Williamsburg, Brooklyn/New York University/Astoria, Queens
Published 10 years ago, over the past decade the “Hipster Handbook” has helped define the messenger bag-carrying, thrift-store clad, indie band fan so many of us love to hate. If you want to see them in their habitat, you don’t just have to head to what the book calls the “indigenous zone” of New York, Williamsburg–apparently you can “throw a copy of Final Cut Pro and . . . hit a film student on [New York University’s] Hipster-heavy campus,” too. Time was Astoria, Queens, used to be more Greek than a plate of souvlaki, but in recent years the burgeoning Bohemian Hall & Beer Garden at 24th Avenue has attracted hipsters in droves. Milo Burke, the Astoria native central and character of Astoria native Sam Lipsyte’s novel “The Ask,” is a former painter who works at a university–the perfect resume, surely, for a hipster?
3. Love Story
For romance lovers
Upper East Side/The Chelsea Hotel
Though the lachrymose movie “Love Story” doesn’t immediately scream “New York” (all those early scenes set in Boston, etc.), once the merde starts to hit the fan, the city moves center stage. In the novel, the star-crossed couple move from Boston to 263 East 63rd Street, which is actually in the middle of 3rd Avenue (i.e., it doesn’t actually exist). But while you’re trying to find it, you can imagine the confrontation between Oliver Barrett IV (played by Ryan O’Neal) at a New York hospital, after which Barrett gets to utter his immortal line, “love means never having to say you’re sorry.” For a different kind of love story altogether, check out Patti Smith’s memoir about her friendship with Robert Mapplethorpe, “Just Kids”–and for a neighborhood vibe to go along with the read, head to the once-infamous Chelsea Hotel on 23rd Street.
For baseball fans
Yankee Stadium, the Bronx/the former Polo Grounds, West 155th Street and 8th Avenue, Manhattan
The beating heart of sports in New York revolves around the Yankees baseball franchise.
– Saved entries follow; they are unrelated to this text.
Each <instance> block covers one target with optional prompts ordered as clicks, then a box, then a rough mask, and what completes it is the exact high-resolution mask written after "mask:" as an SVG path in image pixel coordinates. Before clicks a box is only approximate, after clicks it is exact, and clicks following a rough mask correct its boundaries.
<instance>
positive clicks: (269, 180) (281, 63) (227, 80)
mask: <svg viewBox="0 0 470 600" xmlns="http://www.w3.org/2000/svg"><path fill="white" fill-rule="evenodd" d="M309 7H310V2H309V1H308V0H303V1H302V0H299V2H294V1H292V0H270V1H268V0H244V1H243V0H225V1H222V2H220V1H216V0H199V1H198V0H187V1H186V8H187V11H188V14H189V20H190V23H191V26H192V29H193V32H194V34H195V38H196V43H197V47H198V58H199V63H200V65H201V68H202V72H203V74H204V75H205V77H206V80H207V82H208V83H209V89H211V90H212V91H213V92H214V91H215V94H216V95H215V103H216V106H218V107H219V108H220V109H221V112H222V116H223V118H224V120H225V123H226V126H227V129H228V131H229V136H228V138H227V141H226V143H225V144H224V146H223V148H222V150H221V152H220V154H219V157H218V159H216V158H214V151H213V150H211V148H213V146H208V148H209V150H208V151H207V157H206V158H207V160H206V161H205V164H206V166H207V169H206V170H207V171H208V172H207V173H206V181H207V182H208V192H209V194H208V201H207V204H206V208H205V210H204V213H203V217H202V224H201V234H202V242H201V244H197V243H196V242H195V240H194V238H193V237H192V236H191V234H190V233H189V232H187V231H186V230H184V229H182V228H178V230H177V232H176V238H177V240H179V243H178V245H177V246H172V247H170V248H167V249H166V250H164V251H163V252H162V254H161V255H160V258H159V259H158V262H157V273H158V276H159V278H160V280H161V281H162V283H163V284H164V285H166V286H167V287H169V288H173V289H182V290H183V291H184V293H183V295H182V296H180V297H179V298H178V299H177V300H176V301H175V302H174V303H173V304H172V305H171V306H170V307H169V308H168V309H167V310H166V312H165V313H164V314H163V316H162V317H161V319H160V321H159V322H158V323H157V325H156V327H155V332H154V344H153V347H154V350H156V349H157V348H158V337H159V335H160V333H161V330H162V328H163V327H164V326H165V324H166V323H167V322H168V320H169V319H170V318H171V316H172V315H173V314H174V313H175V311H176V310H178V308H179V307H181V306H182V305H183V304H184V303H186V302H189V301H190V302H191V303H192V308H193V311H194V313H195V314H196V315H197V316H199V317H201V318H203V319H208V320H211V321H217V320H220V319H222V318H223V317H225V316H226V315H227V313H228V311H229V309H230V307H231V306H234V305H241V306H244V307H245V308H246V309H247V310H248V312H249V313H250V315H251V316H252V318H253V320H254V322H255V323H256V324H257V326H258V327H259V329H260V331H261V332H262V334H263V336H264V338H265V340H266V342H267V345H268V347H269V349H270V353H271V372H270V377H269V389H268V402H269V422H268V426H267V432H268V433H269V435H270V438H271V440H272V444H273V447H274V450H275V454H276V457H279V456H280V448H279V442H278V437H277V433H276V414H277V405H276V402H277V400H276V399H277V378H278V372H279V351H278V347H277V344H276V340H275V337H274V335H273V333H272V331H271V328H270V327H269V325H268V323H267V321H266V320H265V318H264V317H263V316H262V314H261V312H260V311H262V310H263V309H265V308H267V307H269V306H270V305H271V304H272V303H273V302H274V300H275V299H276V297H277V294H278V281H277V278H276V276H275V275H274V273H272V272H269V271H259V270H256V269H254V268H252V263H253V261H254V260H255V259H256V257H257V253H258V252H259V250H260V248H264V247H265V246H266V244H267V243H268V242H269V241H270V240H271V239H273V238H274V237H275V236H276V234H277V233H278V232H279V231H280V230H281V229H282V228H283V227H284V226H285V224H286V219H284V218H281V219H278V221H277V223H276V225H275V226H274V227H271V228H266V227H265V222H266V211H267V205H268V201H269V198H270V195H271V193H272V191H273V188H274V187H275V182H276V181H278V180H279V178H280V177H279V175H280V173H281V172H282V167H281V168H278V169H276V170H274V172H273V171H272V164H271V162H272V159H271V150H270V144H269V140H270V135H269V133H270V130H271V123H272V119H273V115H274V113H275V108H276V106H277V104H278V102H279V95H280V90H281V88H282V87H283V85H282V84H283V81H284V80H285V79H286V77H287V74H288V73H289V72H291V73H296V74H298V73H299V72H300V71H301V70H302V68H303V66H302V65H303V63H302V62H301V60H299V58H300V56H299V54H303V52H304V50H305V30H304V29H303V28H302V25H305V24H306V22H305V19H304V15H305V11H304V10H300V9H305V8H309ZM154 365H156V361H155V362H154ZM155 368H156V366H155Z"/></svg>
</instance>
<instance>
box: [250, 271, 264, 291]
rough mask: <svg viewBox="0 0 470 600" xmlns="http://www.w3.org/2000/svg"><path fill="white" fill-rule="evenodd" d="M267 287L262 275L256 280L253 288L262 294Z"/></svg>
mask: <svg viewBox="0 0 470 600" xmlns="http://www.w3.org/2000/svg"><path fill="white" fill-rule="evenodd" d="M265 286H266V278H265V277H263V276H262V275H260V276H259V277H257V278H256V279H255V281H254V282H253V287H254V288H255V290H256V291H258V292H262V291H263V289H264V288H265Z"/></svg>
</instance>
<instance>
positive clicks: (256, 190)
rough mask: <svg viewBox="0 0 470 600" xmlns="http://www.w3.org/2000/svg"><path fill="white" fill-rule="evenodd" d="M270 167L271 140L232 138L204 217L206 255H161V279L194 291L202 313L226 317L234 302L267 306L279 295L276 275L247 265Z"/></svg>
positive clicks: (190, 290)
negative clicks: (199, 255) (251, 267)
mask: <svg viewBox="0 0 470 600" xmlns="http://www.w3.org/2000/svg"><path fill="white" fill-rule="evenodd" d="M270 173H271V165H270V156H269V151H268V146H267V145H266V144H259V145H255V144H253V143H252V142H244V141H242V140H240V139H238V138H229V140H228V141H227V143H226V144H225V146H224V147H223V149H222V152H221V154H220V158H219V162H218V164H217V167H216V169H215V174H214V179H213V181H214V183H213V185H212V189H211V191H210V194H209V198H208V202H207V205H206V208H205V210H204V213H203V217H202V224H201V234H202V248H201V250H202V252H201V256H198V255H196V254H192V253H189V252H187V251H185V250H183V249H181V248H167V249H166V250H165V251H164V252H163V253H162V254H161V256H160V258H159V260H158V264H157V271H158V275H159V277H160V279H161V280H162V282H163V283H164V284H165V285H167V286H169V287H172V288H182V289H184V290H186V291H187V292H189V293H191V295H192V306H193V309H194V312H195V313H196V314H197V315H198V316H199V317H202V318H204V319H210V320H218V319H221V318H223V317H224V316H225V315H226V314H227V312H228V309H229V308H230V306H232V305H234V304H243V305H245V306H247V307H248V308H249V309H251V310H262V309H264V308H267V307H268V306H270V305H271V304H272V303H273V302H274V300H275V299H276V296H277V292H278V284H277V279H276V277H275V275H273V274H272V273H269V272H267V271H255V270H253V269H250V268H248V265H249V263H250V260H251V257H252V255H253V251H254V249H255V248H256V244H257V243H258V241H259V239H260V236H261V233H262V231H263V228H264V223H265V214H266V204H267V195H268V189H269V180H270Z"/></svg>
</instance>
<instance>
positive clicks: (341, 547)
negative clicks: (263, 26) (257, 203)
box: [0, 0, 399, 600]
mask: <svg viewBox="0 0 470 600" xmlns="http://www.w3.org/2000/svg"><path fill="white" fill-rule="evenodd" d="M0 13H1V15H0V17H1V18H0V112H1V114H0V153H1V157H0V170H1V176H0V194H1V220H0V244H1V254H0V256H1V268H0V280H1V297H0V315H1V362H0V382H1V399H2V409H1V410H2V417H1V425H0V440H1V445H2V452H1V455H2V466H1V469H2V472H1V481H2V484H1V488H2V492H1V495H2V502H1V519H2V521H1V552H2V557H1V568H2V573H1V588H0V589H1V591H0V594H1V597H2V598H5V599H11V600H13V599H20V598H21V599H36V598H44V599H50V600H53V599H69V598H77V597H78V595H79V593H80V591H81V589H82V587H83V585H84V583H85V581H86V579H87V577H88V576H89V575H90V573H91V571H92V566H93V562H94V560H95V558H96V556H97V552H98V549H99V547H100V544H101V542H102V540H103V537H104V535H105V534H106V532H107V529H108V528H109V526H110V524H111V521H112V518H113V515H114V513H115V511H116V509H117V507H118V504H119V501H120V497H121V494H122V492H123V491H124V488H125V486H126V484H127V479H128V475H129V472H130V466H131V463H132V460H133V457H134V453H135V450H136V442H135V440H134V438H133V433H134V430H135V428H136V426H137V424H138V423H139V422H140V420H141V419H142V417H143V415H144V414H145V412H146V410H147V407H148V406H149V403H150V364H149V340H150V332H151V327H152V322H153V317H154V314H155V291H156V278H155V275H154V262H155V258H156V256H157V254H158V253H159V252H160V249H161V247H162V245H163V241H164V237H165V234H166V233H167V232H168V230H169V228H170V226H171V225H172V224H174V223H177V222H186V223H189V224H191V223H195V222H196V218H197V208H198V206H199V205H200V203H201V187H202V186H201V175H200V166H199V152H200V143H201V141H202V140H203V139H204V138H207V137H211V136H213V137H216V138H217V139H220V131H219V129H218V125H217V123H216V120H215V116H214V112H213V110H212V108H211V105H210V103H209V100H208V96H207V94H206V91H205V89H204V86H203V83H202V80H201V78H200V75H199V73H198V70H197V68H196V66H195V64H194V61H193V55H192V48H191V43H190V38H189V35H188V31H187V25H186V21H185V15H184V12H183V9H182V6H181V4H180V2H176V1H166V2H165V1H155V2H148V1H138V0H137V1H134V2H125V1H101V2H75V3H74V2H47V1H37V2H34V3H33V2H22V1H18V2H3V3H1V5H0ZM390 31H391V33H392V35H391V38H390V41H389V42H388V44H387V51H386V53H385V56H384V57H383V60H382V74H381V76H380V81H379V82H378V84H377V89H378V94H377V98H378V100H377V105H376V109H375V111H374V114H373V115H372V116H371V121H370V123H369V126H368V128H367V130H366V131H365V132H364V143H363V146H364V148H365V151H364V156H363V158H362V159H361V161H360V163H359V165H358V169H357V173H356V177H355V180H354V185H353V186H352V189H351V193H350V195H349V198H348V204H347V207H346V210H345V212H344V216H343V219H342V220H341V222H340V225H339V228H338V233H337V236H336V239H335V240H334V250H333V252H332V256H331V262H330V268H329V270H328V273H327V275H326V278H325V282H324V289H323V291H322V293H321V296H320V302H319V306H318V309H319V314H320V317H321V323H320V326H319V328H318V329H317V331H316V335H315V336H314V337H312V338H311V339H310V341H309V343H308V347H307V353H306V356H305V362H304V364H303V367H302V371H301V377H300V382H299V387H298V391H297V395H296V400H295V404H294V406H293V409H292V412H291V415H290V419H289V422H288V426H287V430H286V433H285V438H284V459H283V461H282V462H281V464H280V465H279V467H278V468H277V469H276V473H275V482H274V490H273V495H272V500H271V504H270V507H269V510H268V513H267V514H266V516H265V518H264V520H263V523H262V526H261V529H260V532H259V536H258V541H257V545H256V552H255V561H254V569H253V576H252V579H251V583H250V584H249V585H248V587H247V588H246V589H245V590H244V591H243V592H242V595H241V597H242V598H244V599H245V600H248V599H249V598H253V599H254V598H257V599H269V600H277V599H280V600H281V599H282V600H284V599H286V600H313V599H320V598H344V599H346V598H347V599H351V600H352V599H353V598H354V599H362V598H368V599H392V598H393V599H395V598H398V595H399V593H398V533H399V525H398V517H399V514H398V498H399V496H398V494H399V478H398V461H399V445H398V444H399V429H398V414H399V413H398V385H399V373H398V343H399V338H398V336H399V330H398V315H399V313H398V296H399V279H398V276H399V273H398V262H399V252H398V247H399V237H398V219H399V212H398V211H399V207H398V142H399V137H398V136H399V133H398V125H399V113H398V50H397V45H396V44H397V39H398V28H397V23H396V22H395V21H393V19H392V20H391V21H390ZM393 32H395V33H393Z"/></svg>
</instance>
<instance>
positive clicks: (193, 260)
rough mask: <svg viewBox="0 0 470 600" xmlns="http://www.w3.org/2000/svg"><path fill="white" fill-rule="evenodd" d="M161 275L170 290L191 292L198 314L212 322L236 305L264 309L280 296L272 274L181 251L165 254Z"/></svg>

Their home stadium on East 161st Street in the Bronx remains vibrant through the October playoffs most seasons–for a retelling of some of the key moments in Yankee Stadium history, look no further than Allen Barra’s book about Mantle and Mays, “Mickey and Willie.” Less than a mile due west (as the crow flies–because it’s New York it takes about an hour by car) lies the site of the former Polo Grounds, the home of the New York Giants until they moved to San Francisco in 1957. It was there that the “shot heard around the world” occurred on October 3, 1951–Bobby Thomspon’s pennant-winning walk-off home run for the Giants, over the Brooklyn Dodgers, is immortalized in Don DeLillo’s novella “Pafko at the Wall” (itself culled from his critically acclaimed novel, “Underworld”).
For the media hound
Bleecker and Cornelia, West Village/Rockefeller Center
Mass media finds a welcome home in New York, be it via books, magazines, TV or theater. In 1984, novelist Jay McInerney blew open the world of editorial offices and controlled substances in “Bright Lights, Big City.” Head to the corner of Bleecker and Cornelia in the Village to see the apartment “you” (the novel is in the second person) and Amanda “shared . . . when you first came to New York.” From there, it’s a short jaunt to Midtown to take in the sights of Rockefeller Center and the NBC Studios, where so many classic “Saturday Night Live” sketches were written and filmed–the best account of the show remains Tom Shales and James Andrew Miller’s, “Live from New York.”